For instance, we can set to sample 3 out of 5 Pauli terms at each iteration. At the first iteration, we might sample, IX,XX, ZX then at the next step we might sample IX, XX, YY,… and so on. Am I thinking of this right? If so, how many terms were set to get the results presented below?

Thanks!

And so the idea of “Double” stochastic means when we iterate through our SGD, we only sample the Pauli terms from H and evaluate the expectation of those terms?

@KAJ226, exactly right! The stochasticity comes from two sources:

  1. The finite number of shots
  2. The sampling of a random subset of the Hamiltonian terms

Hence ‘doubly stochastic’.

In this particular example, the number of sampled Hamiltonian terms was set to 1, via n=1 in the below snippet:

def loss(params):
    return 4 + (5 / 1) * circuit(params, n=1)
1 Like

I just have a question that what is this loss exactly, from what I understand we sample terms from hamiltonian and look at the moving average to see if this converges, so what is this def loss(), and why is it returning 4+(5/1)* circuit()? Shouldn’t it just be circuit()?
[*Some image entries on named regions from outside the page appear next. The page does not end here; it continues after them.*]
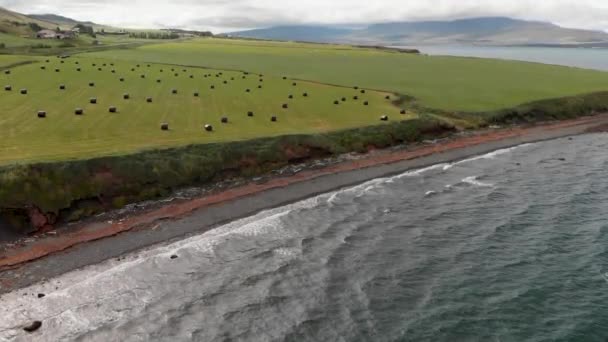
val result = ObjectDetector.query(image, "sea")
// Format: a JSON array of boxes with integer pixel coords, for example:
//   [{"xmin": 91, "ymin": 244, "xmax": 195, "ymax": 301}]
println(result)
[
  {"xmin": 411, "ymin": 45, "xmax": 608, "ymax": 71},
  {"xmin": 0, "ymin": 47, "xmax": 608, "ymax": 342},
  {"xmin": 0, "ymin": 134, "xmax": 608, "ymax": 342}
]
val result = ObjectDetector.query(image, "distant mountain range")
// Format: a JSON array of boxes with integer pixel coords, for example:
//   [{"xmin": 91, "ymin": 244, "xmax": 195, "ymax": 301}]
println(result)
[{"xmin": 229, "ymin": 17, "xmax": 608, "ymax": 46}]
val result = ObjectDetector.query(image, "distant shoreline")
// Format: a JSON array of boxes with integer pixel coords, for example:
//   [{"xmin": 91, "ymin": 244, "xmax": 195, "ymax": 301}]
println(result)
[{"xmin": 0, "ymin": 114, "xmax": 608, "ymax": 293}]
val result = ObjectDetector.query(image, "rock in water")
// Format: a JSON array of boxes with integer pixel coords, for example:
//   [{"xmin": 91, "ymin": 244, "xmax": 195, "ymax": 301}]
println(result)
[{"xmin": 23, "ymin": 321, "xmax": 42, "ymax": 332}]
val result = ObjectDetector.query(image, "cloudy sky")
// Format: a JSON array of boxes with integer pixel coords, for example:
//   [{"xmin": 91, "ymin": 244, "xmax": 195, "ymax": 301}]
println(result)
[{"xmin": 0, "ymin": 0, "xmax": 608, "ymax": 33}]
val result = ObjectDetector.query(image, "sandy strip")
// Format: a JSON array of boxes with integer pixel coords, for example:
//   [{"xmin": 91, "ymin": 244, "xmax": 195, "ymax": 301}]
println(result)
[{"xmin": 0, "ymin": 114, "xmax": 608, "ymax": 293}]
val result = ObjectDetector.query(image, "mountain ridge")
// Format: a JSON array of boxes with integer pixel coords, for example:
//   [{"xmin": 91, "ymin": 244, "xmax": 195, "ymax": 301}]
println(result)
[{"xmin": 229, "ymin": 17, "xmax": 608, "ymax": 45}]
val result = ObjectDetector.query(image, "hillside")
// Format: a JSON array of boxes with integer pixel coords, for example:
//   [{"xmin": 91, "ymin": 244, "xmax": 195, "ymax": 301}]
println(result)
[
  {"xmin": 0, "ymin": 7, "xmax": 57, "ymax": 35},
  {"xmin": 232, "ymin": 17, "xmax": 608, "ymax": 45}
]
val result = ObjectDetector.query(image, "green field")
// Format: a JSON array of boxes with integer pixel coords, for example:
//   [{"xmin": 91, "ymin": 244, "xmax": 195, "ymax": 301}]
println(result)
[
  {"xmin": 86, "ymin": 39, "xmax": 608, "ymax": 111},
  {"xmin": 0, "ymin": 57, "xmax": 402, "ymax": 164}
]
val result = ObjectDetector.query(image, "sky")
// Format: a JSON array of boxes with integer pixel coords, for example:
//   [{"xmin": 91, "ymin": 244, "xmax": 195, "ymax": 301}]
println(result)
[{"xmin": 0, "ymin": 0, "xmax": 608, "ymax": 33}]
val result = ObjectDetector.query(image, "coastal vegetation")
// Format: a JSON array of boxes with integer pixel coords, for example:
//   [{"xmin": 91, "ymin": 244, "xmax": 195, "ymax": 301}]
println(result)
[{"xmin": 0, "ymin": 38, "xmax": 608, "ymax": 231}]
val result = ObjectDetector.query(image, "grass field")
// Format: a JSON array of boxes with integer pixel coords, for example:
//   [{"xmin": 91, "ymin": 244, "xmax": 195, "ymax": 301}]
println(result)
[
  {"xmin": 0, "ymin": 56, "xmax": 404, "ymax": 164},
  {"xmin": 86, "ymin": 39, "xmax": 608, "ymax": 111}
]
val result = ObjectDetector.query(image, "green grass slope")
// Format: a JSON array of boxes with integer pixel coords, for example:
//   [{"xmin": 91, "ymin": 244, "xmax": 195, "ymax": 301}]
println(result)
[
  {"xmin": 0, "ymin": 57, "xmax": 402, "ymax": 164},
  {"xmin": 86, "ymin": 39, "xmax": 608, "ymax": 112}
]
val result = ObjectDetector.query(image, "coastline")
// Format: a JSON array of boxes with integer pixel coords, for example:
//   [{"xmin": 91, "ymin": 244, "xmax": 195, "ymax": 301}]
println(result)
[{"xmin": 0, "ymin": 114, "xmax": 608, "ymax": 293}]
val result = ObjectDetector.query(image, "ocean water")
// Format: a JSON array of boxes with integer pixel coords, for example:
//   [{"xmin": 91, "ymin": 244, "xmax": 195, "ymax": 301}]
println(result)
[
  {"xmin": 0, "ymin": 134, "xmax": 608, "ymax": 342},
  {"xmin": 404, "ymin": 45, "xmax": 608, "ymax": 71}
]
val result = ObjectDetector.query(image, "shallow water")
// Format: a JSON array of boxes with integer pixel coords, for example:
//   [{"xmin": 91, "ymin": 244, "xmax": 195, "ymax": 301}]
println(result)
[
  {"xmin": 0, "ymin": 134, "xmax": 608, "ymax": 341},
  {"xmin": 404, "ymin": 45, "xmax": 608, "ymax": 71}
]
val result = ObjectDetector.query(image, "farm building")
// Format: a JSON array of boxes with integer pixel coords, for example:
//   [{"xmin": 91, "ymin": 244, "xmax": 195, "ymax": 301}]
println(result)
[{"xmin": 36, "ymin": 30, "xmax": 77, "ymax": 39}]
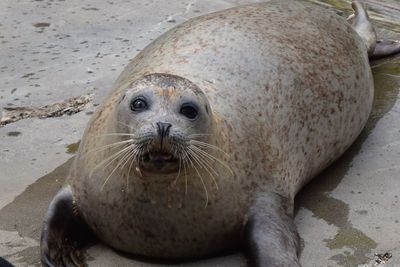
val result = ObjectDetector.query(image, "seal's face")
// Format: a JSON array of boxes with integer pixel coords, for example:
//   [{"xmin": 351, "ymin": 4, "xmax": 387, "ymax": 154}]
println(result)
[{"xmin": 117, "ymin": 74, "xmax": 211, "ymax": 177}]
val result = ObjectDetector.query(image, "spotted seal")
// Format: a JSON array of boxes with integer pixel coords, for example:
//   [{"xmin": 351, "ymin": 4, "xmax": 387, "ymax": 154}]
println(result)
[{"xmin": 41, "ymin": 0, "xmax": 400, "ymax": 267}]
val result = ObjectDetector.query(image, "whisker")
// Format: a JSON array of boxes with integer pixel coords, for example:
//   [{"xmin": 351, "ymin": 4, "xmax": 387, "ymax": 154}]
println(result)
[
  {"xmin": 83, "ymin": 139, "xmax": 133, "ymax": 155},
  {"xmin": 188, "ymin": 148, "xmax": 219, "ymax": 190},
  {"xmin": 89, "ymin": 144, "xmax": 134, "ymax": 179},
  {"xmin": 192, "ymin": 146, "xmax": 233, "ymax": 175},
  {"xmin": 188, "ymin": 150, "xmax": 208, "ymax": 208},
  {"xmin": 100, "ymin": 144, "xmax": 134, "ymax": 191},
  {"xmin": 190, "ymin": 140, "xmax": 230, "ymax": 157}
]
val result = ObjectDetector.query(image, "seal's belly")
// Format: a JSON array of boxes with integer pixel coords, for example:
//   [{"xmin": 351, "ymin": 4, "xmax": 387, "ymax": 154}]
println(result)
[{"xmin": 74, "ymin": 177, "xmax": 248, "ymax": 259}]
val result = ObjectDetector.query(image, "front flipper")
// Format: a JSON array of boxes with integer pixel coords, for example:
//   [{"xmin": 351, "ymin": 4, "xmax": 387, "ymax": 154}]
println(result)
[
  {"xmin": 246, "ymin": 192, "xmax": 301, "ymax": 267},
  {"xmin": 40, "ymin": 187, "xmax": 94, "ymax": 267}
]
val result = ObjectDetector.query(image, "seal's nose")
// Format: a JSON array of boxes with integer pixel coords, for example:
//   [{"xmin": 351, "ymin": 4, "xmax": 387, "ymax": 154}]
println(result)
[{"xmin": 157, "ymin": 122, "xmax": 172, "ymax": 138}]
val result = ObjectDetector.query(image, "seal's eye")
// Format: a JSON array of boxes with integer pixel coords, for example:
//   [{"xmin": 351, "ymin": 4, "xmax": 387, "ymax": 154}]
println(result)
[
  {"xmin": 180, "ymin": 104, "xmax": 198, "ymax": 120},
  {"xmin": 131, "ymin": 97, "xmax": 148, "ymax": 111}
]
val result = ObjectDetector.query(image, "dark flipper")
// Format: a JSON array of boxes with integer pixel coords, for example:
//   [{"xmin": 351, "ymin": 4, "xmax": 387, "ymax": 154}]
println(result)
[
  {"xmin": 40, "ymin": 187, "xmax": 94, "ymax": 267},
  {"xmin": 246, "ymin": 193, "xmax": 301, "ymax": 267},
  {"xmin": 369, "ymin": 40, "xmax": 400, "ymax": 60},
  {"xmin": 0, "ymin": 257, "xmax": 14, "ymax": 267},
  {"xmin": 347, "ymin": 0, "xmax": 400, "ymax": 60}
]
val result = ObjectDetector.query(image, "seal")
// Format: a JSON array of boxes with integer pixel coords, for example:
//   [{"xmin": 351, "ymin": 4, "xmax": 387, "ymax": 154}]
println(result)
[{"xmin": 41, "ymin": 0, "xmax": 398, "ymax": 266}]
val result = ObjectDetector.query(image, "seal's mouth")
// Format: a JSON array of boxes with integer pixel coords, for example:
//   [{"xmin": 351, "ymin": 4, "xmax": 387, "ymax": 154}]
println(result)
[{"xmin": 141, "ymin": 151, "xmax": 179, "ymax": 174}]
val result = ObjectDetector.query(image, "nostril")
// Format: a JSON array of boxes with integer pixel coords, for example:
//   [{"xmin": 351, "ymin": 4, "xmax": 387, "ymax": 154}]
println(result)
[{"xmin": 157, "ymin": 122, "xmax": 172, "ymax": 137}]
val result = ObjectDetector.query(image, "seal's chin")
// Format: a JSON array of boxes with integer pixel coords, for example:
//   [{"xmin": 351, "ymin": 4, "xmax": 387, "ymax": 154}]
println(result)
[{"xmin": 140, "ymin": 151, "xmax": 179, "ymax": 174}]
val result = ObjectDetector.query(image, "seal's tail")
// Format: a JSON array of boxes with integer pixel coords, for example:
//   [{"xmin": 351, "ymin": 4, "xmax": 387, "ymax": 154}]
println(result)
[
  {"xmin": 0, "ymin": 257, "xmax": 14, "ymax": 267},
  {"xmin": 347, "ymin": 0, "xmax": 400, "ymax": 59}
]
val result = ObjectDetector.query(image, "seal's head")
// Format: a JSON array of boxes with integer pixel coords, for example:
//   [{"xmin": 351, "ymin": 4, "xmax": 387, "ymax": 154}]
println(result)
[{"xmin": 116, "ymin": 73, "xmax": 212, "ymax": 175}]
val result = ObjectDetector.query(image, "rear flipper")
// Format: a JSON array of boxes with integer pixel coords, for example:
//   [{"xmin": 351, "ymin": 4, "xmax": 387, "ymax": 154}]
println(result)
[
  {"xmin": 369, "ymin": 40, "xmax": 400, "ymax": 59},
  {"xmin": 246, "ymin": 192, "xmax": 301, "ymax": 267},
  {"xmin": 40, "ymin": 187, "xmax": 95, "ymax": 267},
  {"xmin": 0, "ymin": 257, "xmax": 14, "ymax": 267},
  {"xmin": 347, "ymin": 0, "xmax": 400, "ymax": 59}
]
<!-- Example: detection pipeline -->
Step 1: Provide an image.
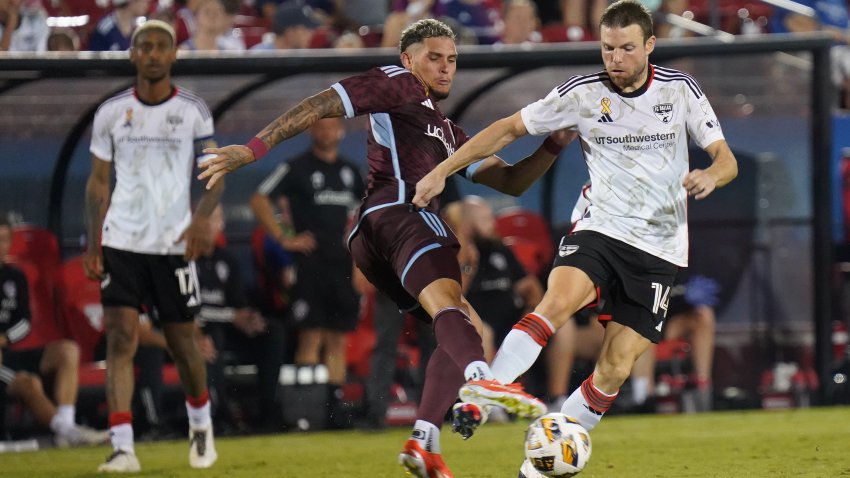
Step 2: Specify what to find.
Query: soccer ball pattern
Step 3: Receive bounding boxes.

Hi @Kutubkhan_Bhatiya, this comes from the Hamiltonian, and the fact that we are only sampling 1 out of 5 terms:

H = 4 +2I \otimes X + 4 I ⊗ Z −X⊗X + 5 Y ⊗ Y + 2 Z ⊗ X

Here, the 4 + comes from the constant 4 term in the Hamiltonian. The 5/1 comes from the fact that we are only sampling 1 term from the remaining 5.

Oh okay, that makes a lot of sense, so if we sampled let’s say 2 out of 5 terms, would it be 5/2? Thanks for replying, I didn’t think I would get a reply on such an old post.

That’s right @Kutubkhan_Bhatiya, it would be 5/2

There’s no problem that it’s an old post, we’re here to help!